Issue 3951 20th February 2016
Air New Zealand is the biggest single server of New Zealand wines, each year pouring about 6.5 million glasses.
A year ago, after studying how wine was consumed in-flight, the airline appointed Villa Maria as the sole supplier for its economy and premium economy classes. Villa Maria owns several brands – including Esk Valley, Vidal, Te Awa and Thornbury.
But chief operations officer Bruce Parton says most of us in economy class don’t worry about the label and just want a glass of sauvignon blanc or pinot noir. The move, he says, has allowed the airline to simplify its buying, make savings and get better wines.

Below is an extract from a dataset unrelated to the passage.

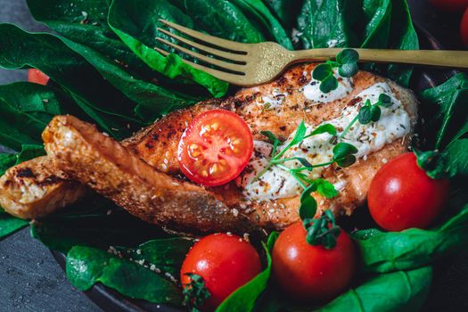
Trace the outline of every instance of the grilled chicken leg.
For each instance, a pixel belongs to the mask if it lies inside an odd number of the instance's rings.
[[[310,100],[308,92],[310,94],[315,85],[310,77],[314,67],[314,64],[300,65],[271,84],[242,89],[226,100],[212,100],[175,111],[121,145],[99,134],[88,124],[71,117],[59,117],[45,132],[46,149],[49,157],[55,159],[57,166],[66,174],[149,222],[185,232],[239,232],[259,227],[281,229],[298,220],[297,194],[264,199],[259,195],[256,197],[254,192],[246,193],[245,185],[239,180],[210,189],[184,180],[177,161],[177,146],[185,128],[198,114],[220,108],[242,117],[259,142],[266,140],[260,134],[262,130],[269,130],[285,140],[301,120],[310,127],[337,120],[343,111],[363,104],[362,94],[375,95],[369,90],[375,89],[377,85],[385,85],[392,96],[401,103],[409,119],[405,135],[386,137],[382,146],[368,151],[349,168],[326,168],[320,172],[320,177],[335,184],[340,195],[324,199],[314,194],[319,209],[330,208],[337,214],[350,214],[364,202],[372,177],[383,163],[407,151],[416,119],[416,101],[409,90],[362,71],[351,82],[347,82],[349,86],[341,82],[348,87],[341,96],[330,98],[331,95],[327,95],[328,98]],[[395,114],[399,113],[395,110]],[[71,137],[77,144],[73,148],[67,142]],[[99,140],[90,137],[99,137]],[[87,152],[89,157],[77,156],[80,152]],[[116,158],[117,153],[122,158]],[[260,155],[257,151],[252,160],[266,157],[267,155]],[[100,165],[84,163],[85,160]],[[115,173],[111,174],[111,171]],[[248,170],[245,171],[241,180],[248,175]],[[154,178],[156,181],[152,180]],[[133,186],[126,181],[132,181]],[[268,185],[268,181],[264,185],[260,193],[272,187],[277,187],[278,193],[283,191],[282,185]],[[0,192],[2,185],[0,181]],[[259,192],[258,189],[253,191]]]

Now the airline’s focus is on business class. For many years, any winery could submit samples, but in 2014 Air New Zealand announced it would choose its business-class wines from gold- and silver-medal winners at the long-established, industry-run Air New Zealand Wine Awards.
No longer. “The problem we found is that only about 30% of the industry submit their wine through that forum,” says head of procurement Anna Palairet. In fact, many of the country’s most highly regarded producers avoid wine competitions.
Instead, a team of four consultants will taste the wines offered for business class. Two experienced local wine judges, John Belsham and Jim Harré, were joined recently by wine commentators Fongyee Walker, of China, and California-based Linda Murphy. “Linda and Fongyee will bring an intimate knowledge of which style of New Zealand wines will bring the most enjoyment to customers originating in their respective parts of the world,” says Mike Tod, the airline’s chief marketing and customer officer.
Other, rarer wines will also be served in business class, recommended by this country’s 11 holders of the UK-based Master of Wine qualification. In appreciation of their help, the airline recently opened a $5000 bottle of Taylor’s 1863 tawny port.